When it starts boiling, lower the heat. Stir occasionally and when it is down to a simmer, put the lid on.

Check on it and stir it once in a while. When it has been cooking for one and a half hours, taste it and add honey, etc. to taste. You don't want it too sweet, just not sour. 

Stir well. Put the lid back on and finish simmering the cabbage.

Cooking time: 2 hours from the time it started to boil.

When it is done, if there is too much liquid, pour off the excess liquid or boil it with frequent stirring until most of the liquid is gone.

Can be served immediately, cold, or reheated. Keeps in the fridge for weeks. It's fine to reheat it repeatedly as long as you don't dry it out.


----------



## Bolas De Fraile (Dec 16, 2010)

Tax keep them coming, that looks ideal with roast goose, duck or pork.


----------



## taxlady (Dec 16, 2010)

Bolas De Fraile said:


> Tax keep them coming, that looks ideal with roast goose, duck or pork.



It is  Are you part Danish? 

I love that we can make up a batch and have veg ready without cooking when we are in a hurry or lazy. Cold, it makes a nice condiment for sandwiches.


----------



## Barbara L (Dec 16, 2010)

This definitely looks interesting!  I love cabbage.  I have copied and pasted this to my recipe files.  I can't wait to try this and the Mock Armadillo!

Barbara


----------



## taxlady (Dec 16, 2010)

Barbara L said:


> This definitely looks interesting!  I love cabbage.  I have copied and pasted this to my recipe files.  I can't wait to try this and the Mock Armadillo!
> 
> Barbara



I hope you enjoy them. I made the red cabbage for solstice supper last year. The reaction from several of my guests was, "This is really good and I hate cooked cabbage!"


----------



## Zhizara (Dec 16, 2010)

Armadillo and Roadkill? Sorry, TaxLady I couldn't help myself.


----------



## taxlady (Dec 16, 2010)

Zhizara said:


> Armadillo and Roadkill? ... Sorry, TaxLady I couldn't help myself.



 just kidding


----------



## taxlady (Dec 16, 2010)

Zhizara said:


> Armadillo and Roadkill? Sorry, TaxLady I couldn't help myself.
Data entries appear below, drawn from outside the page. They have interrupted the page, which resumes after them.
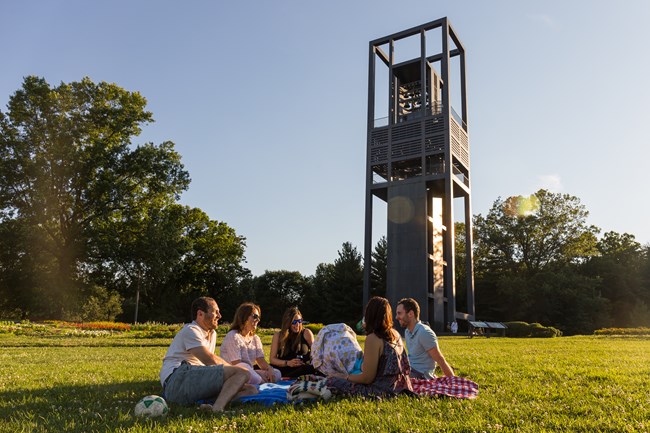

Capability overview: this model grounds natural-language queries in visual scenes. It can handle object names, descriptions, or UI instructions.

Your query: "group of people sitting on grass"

[160,296,454,412]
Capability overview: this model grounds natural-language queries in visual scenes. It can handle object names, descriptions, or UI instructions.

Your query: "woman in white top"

[221,302,281,385]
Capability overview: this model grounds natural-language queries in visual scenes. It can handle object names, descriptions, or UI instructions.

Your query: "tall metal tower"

[363,18,474,332]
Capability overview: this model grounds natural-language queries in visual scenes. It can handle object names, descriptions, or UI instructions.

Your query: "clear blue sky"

[0,0,650,275]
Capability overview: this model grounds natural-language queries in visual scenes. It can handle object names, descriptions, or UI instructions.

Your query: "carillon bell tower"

[364,18,474,332]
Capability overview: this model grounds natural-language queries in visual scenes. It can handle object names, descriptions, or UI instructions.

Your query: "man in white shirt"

[395,298,454,379]
[160,297,256,412]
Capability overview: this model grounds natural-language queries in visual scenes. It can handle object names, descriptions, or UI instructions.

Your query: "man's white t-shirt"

[160,321,217,385]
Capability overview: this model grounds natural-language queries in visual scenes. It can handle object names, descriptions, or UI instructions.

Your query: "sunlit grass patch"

[0,333,650,433]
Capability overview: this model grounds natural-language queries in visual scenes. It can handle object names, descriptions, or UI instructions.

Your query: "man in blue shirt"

[395,298,454,379]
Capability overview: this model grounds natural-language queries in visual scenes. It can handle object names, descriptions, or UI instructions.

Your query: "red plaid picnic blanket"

[411,376,478,398]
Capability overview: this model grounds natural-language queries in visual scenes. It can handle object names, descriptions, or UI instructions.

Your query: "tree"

[474,190,609,334]
[300,263,334,323]
[324,242,363,323]
[253,271,309,327]
[0,77,189,318]
[474,189,598,276]
[370,236,388,297]
[585,231,650,327]
[89,204,248,322]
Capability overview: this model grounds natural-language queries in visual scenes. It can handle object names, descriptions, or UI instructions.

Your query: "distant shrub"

[594,326,650,335]
[505,322,562,338]
[305,323,325,335]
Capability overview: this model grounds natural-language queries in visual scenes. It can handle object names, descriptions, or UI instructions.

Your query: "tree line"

[0,77,650,333]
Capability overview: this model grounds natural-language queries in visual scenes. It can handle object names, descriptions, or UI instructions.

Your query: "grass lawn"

[0,335,650,433]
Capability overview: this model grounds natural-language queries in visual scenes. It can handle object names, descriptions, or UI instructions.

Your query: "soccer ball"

[135,395,169,418]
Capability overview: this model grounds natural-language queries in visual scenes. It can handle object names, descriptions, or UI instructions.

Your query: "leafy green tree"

[0,77,189,318]
[300,263,334,323]
[253,271,309,327]
[474,190,609,334]
[585,231,650,326]
[92,204,248,322]
[370,236,388,297]
[324,242,363,324]
[474,189,598,276]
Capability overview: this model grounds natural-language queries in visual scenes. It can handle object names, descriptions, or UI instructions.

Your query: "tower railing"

[373,102,467,131]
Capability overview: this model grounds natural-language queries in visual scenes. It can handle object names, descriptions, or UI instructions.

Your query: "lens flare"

[388,196,415,224]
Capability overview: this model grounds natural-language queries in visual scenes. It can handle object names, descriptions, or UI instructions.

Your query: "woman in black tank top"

[271,307,314,377]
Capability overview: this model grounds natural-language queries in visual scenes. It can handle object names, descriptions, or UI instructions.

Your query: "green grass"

[0,335,650,433]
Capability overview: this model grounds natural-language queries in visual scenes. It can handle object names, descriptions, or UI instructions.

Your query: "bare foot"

[234,383,259,398]
[199,403,213,412]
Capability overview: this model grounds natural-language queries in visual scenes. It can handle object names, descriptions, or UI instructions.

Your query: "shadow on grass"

[0,380,176,431]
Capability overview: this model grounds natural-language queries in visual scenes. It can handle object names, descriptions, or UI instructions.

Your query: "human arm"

[268,332,304,368]
[344,334,384,384]
[220,331,246,367]
[302,328,314,349]
[188,346,230,365]
[249,335,275,383]
[427,346,455,377]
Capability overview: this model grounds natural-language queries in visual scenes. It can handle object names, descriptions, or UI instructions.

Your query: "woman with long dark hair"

[221,302,281,385]
[326,296,413,397]
[270,307,314,377]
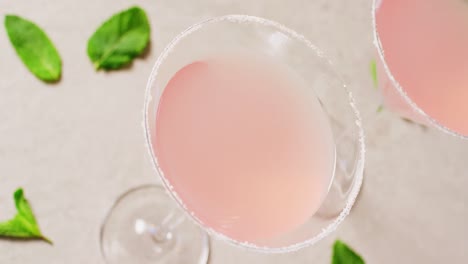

I just told my husband why I was laughing so hard and he cracked up too. I think we will be calling that meal armadillo and roadkill from now on.


----------



## Zhizara (Dec 16, 2010)

I figured that he already did since you serve them together.

I am SO happy I made you both laugh!  That makes my day.


----------



## Josie1945 (Dec 16, 2010)

*Red Cabbage*

The Red cabbage Looks wonderful .Thanks for posting Will surely try iit

 thanks
Josie


----------



## Bigjim68 (Dec 16, 2010)

taxlady said:


> It is  Are you part Danish?
> 
> I love that we can make up a batch and have veg ready without cooking when we are in a hurry or lazy. Cold, it makes a nice condiment for sandwiches.


I was born in the town of Dannebrog, NE.  The only danish restaurant in Nebraska is located there.  Here is her variation of Danish Red Cabbage.  Much like yours.

Sweet and Sour Red Cabbage

2 Tbs butter.
1 lg head red cabbage sliced into fine long strips
2 Tbs light corn syrup
2 unpeeled apples, diced
1 onion
Juice of 1 lemon
1/3 cup vinegar
1/4 cup brown sugar
Salt and pepper

Melt butter in heavy saucepan.  Add cabbage and remaining ingredients.  Cook over low heat for 2 hours, adding water if require.  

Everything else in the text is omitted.